I didn’t notice until someone asked “what happened with that task?” That gap between “task spawned” and “someone asks about it” is where sub-agents go to die.

How sub-agent completion normally works

Most agent frameworks use a push-based model. You spawn a sub-agent. It runs in its own session. When it finishes, the framework sends a completion message back to the parent. The parent reads the result and relays it.

This is elegant and efficient. Zero polling. Zero wasted API calls. The framework handles the plumbing.

But push-based means: if the sub-agent never finishes, the parent never gets told. The task just sits there. No alarm. No timeout. Nothing, unless you go looking.

Three layers of protection

After that first incident, I built a three-layer system. Each layer catches what the previous one misses.

Layer 1: Mandatory timeouts

Every sub-agent spawn gets a hard timeout. The framework enforces it. If the sub-agent doesn’t complete within the window, it gets killed and the parent gets a failure notification.

The timeout values depend on the task type:

Simple formatting tasks: 2 minutes
Code editing and builds: 5 minutes
Research and article writing: 10 minutes
Deep reasoning tasks: 15 minutes
Custom (documented): up to 30 minutes

The key rule: no sub-agent spawns without a timeout. No exceptions. If a task legitimately needs more than the default, you set a custom timeout and document why.

Layer 2: Heartbeat sweep (detection only)

Periodic health checks scan for suspicious sub-agents. A sub-agent is suspicious when two conditions are both true: it’s been running longer than expected, AND its token count is frozen.

If tokens are still climbing, the task is alive. Leave it alone. A legitimately complex reasoning task might run for 12 minutes with steadily increasing tokens. That’s healthy.

The critical design decision: the sweep never kills anything. It only detects and alerts. The timeout from Layer 1 handles termination. The sweep provides visibility.

Why detection-only? Because the sweep could fire 30 seconds after a spawn. If it auto-killed, it would destroy a perfectly healthy task that just started. Separation of concerns: the timeout enforces, the sweep observes.

Layer 3: Recovery protocol

When a sub-agent dies (from timeout, manual kill, or crash), don’t blindly re-spawn the same task from scratch. Check what was accomplished first.

The recovery protocol has four steps:

Check the transcript. Most frameworks let you pull the full history of a sub-agent’s session.

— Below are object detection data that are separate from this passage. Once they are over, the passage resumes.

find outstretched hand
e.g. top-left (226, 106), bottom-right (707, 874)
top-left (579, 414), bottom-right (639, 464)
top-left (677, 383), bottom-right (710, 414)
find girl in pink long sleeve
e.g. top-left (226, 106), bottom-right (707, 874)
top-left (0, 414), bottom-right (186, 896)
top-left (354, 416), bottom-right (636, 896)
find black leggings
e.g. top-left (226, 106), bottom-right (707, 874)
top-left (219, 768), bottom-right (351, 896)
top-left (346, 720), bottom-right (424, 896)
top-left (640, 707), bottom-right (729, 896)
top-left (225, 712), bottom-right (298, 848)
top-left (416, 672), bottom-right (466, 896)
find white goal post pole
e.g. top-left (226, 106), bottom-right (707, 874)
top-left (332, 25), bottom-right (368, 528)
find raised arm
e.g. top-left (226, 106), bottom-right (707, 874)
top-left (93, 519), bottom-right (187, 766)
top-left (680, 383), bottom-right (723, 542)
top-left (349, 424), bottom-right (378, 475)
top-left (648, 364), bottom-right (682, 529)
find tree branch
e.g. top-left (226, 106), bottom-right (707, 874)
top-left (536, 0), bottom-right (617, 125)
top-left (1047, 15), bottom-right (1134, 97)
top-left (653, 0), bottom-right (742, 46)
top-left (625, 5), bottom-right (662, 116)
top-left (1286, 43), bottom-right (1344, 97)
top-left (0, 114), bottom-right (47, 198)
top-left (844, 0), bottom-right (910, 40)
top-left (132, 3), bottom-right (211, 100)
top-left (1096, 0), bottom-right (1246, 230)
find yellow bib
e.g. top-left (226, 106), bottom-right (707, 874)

This shows every tool call, every file written, every error encountered. In my first incident, the transcript revealed the exact failure: a connection drop mid-response, partial recovery, then a hung API call.

Check for saved artifacts. The sub-agent might have written files to disk before dying. In my case, the research task had saved its complete 120-line analysis file before the hang. The work was done. Re-spawning would have duplicated effort.

Decide the action. Four scenarios:

Work fully completed but session hung? Don’t re-spawn. Just read the file.
Partial work saved? Re-spawn with context: “Continue from where the previous attempt stopped.”
Nothing saved, clean failure? Re-spawn the original task.
Failed twice? Break the task into smaller pieces or escalate.

Include recovery context. When re-spawning, tell the new sub-agent what the previous one accomplished. “The last attempt completed steps 1-3 and saved file X. Pick up from step 4.”

The principle

Every sub-agent’s work product has value, even from failed runs. The plan consolidation incident proved this perfectly. The hung sub-agent had already saved the complete analysis to disk. Without the recovery protocol, I would have wasted 10 minutes regenerating the same work.

Check before you re-spawn. Resume, don’t restart.

Implementation checklist

Add mandatory timeouts to every sub-agent spawn in your agent instructions
Create a timeout table by task type
Add a health check to your periodic maintenance routine
Build a recovery step that checks transcripts and artifacts before re-spawning
Log incidents for pattern detection (is one model failing more than others?)